No scowl appeared. “Verdun? No. But things like that happened at other places. Senlis, for instance.” And to this crushing reply, he added, “My father spoke of it. Or so they tell me; I was too young when he died to have heard about his experiences.”

I hesitated. “You mean he was there? He fought in the war?”

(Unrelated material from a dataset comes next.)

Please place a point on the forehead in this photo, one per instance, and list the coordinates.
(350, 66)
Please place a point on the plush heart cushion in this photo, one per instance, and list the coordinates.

He nodded. “He won the Iron Cross, First Class.” And just as a flicker of loathing had crossed his face earlier, a flicker of pride crossed it now. I looked down. He was the enemy after all, with his passion for Berlin where the Führer raved from a balcony, and with his father slaughtering Yanks in the mud and getting the Iron Cross for it; but why would his father, who was a Jew, fight for the Germans, who beat up Jews? And why did they beat them up? And how were they from the Bible and Germany both? My brain creaked with confusion, and I had an eleven-year-old tutor, and all I had said about
Madame Bovary
was what Helen Maria had once said, and Professor Ford didn't know I existed, not even when he raised his spoon of red Jell-O and looked at me.